Post-resuscitation care after cardiac arrest is an important emergency and critical care
issue. The post-arrest care after the return of spontaneous circulation has also been
incorporated into the chain of survival and resuscitation guidelines. After the regain of
spontaneous circulation, cardiac arrest patients will face the challenges of post-arrest
syndrome, which includes post-anoxic brain injury, myocardial dysfunction, systemic
ischemia-reperfusion, and persistent precipitating causes. The hypoxic brain injury will
impair the autoregulation of cerebral blood vessels, thereby affecting the adjustment of
intracranial pressure (ICP) and causing cerebral edema. High-quality post-arrest care
including targeted temperature management, optimization of hemodynamics and respiratory
care, control of blood sugar, monitoring and treatment of epilepsy, etc. The goal is to
achieve neuroprotective effects and improve patient outcomes.
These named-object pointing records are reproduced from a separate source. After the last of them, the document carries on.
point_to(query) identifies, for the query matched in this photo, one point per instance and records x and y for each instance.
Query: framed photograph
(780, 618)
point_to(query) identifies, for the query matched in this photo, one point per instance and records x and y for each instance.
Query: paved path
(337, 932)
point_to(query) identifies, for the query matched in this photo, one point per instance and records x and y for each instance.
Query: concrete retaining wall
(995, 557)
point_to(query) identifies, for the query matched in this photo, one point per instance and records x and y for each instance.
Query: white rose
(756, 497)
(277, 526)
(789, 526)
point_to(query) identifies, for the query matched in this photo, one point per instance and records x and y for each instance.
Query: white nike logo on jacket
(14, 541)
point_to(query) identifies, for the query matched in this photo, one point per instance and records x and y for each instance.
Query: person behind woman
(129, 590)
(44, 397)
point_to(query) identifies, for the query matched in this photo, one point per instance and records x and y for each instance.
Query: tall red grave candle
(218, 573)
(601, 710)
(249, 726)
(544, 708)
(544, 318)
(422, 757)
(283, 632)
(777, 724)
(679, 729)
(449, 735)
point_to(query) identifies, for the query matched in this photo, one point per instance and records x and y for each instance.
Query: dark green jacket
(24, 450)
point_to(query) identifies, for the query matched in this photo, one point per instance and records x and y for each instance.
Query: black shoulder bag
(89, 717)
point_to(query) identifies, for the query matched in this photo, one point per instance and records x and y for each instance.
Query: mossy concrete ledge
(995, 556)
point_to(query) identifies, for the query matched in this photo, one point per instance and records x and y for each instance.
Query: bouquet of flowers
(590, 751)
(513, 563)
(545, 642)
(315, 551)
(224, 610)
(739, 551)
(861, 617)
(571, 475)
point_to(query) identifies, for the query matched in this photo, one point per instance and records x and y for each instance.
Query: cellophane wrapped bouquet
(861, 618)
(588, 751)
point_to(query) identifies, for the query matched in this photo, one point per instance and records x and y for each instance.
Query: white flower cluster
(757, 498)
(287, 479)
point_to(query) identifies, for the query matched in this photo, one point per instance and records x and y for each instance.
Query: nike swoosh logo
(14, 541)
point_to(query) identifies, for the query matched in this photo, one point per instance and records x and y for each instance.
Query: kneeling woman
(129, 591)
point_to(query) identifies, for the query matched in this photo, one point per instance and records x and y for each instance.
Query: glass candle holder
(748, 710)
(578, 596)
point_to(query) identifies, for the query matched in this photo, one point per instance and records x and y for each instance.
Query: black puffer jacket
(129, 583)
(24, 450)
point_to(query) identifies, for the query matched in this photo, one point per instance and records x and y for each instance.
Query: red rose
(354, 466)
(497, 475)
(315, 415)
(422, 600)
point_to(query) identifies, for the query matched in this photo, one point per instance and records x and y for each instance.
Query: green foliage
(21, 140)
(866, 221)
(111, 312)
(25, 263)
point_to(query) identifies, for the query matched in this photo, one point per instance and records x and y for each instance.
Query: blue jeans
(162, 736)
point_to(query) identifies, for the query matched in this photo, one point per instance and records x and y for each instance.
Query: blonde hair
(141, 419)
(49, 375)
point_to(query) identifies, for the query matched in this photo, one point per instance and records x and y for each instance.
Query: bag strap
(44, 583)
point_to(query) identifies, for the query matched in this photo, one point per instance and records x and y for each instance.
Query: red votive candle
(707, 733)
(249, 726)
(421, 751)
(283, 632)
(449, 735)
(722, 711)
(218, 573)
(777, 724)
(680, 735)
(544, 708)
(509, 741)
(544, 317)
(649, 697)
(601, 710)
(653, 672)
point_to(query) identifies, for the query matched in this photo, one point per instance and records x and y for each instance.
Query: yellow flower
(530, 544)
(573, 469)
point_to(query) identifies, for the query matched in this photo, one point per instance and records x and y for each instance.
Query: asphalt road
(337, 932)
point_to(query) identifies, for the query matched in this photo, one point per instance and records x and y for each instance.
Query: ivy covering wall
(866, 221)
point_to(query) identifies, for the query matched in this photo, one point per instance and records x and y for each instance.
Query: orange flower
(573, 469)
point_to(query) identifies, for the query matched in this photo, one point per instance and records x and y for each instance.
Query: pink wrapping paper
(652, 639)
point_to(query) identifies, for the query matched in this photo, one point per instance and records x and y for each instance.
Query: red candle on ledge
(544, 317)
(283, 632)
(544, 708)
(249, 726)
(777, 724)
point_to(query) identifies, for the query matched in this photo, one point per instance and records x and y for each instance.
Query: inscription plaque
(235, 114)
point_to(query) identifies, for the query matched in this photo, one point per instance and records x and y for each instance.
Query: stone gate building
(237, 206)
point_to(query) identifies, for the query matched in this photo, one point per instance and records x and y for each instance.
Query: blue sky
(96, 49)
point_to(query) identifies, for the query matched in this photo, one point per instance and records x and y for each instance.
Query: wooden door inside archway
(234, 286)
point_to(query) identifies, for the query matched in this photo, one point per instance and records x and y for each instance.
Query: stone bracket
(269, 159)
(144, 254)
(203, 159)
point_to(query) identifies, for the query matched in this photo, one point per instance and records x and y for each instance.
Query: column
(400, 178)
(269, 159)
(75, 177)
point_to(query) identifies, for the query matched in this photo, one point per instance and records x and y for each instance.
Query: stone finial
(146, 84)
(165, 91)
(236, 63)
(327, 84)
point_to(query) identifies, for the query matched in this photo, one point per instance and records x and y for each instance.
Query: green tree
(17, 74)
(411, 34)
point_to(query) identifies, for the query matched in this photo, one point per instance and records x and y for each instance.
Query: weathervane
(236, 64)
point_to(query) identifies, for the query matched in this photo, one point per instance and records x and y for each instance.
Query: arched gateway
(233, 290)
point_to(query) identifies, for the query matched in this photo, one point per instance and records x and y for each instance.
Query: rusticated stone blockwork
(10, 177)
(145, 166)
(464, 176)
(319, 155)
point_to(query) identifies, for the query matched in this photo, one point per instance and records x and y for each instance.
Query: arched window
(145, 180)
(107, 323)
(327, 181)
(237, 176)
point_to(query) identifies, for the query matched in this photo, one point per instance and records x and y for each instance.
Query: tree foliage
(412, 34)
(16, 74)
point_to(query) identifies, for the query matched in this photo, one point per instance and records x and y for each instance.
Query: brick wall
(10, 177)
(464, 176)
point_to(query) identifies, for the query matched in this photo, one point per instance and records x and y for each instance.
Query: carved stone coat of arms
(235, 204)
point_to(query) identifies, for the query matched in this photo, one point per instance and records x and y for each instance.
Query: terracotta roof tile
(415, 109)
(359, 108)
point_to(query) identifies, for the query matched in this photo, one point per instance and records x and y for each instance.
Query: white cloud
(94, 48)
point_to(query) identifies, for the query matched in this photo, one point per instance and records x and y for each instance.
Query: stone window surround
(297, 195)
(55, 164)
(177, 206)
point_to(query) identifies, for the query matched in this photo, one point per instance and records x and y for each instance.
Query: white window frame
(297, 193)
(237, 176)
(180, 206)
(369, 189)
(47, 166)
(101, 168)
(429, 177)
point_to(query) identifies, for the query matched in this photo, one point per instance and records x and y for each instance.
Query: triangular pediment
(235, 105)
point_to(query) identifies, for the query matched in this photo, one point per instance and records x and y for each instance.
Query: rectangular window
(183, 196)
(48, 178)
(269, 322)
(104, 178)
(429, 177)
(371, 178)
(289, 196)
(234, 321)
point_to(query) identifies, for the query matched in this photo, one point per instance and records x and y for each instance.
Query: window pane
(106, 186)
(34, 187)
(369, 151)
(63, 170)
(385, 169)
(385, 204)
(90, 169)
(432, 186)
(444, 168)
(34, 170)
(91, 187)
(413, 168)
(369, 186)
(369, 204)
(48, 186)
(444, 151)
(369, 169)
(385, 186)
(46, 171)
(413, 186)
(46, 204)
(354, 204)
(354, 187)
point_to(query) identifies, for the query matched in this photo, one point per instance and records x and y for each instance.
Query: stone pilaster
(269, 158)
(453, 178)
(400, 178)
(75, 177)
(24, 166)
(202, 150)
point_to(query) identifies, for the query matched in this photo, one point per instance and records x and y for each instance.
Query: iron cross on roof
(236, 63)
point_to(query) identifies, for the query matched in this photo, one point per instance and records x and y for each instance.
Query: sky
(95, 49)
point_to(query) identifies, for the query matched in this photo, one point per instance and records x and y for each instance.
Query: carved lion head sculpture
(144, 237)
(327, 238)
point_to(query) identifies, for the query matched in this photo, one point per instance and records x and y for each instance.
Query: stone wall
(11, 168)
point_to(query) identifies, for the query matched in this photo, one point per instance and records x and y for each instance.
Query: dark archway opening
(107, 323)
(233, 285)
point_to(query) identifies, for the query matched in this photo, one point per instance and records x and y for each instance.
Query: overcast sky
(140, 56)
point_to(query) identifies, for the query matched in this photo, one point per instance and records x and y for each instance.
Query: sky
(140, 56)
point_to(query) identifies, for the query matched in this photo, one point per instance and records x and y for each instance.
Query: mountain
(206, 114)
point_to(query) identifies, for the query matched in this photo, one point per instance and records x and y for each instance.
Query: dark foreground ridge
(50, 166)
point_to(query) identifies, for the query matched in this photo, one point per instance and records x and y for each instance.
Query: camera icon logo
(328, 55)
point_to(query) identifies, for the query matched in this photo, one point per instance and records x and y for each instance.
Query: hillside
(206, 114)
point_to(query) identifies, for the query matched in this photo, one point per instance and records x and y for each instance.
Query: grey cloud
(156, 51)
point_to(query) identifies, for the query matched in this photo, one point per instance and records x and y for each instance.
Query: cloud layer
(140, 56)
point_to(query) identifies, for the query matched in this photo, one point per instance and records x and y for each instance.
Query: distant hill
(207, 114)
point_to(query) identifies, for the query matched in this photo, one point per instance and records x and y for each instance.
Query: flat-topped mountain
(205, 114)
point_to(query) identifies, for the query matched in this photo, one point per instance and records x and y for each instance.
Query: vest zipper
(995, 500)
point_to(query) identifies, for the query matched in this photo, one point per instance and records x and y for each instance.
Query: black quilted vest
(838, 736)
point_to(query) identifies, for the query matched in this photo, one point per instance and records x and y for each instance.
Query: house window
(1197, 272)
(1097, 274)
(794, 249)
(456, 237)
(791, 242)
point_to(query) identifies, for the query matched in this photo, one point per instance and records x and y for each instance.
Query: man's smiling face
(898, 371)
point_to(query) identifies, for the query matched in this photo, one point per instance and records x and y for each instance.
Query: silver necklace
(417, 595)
The modalities that currently have more evidence for neurocritical care and
neuroprognosis include electroencephalogram (EEG) monitoring, pupillary light reflex,
brain imaging such as computed tomography (CT) and magnetic resonance imaging (MRI),
somatosensory evoked potentials (SSEP), and serum biomarkers such as neuron-specific
enolase (NSE), etc. Direct ICP monitoring is not routinely used in cardiac arrest
patients due to a lack of clinical experience and concurrent use of antiplatelet
medications or anticoagulants. The application of ICP monitoring in neurocritical care
can be based on the experience of traumatic brain injury. ICP monitoring can facilitate
early detection, determination of treatment strategies, and prediction of outcomes.
Cerebral perfusion pressure (CPP) can also be obtained by ICP monitoring. Current head
injury treatment guidelines recommend maintaining CPP at around 60-70 mmHg. However,
there are no current recommendations for CPP standards for post-arrest patients. In
recent years, there have been studies on the utilization of the pressure reactivity index
to identify the optimized CPP in patients with traumatic brain injury, but not yet
applicated in post-arrest patients.
This study aims to establish the ICP and CPP monitoring process and analyze the result in
post-arrest patients, to validate the correlation between direct and non-invasive ICP
monitoring indicators, to establish a protocol of management of elevated ICP and
insufficient CPP in post-arrest care, to establish a protocol for personalizing CPP and
MAP optimization, and to analyze its impact on neuroprognosis.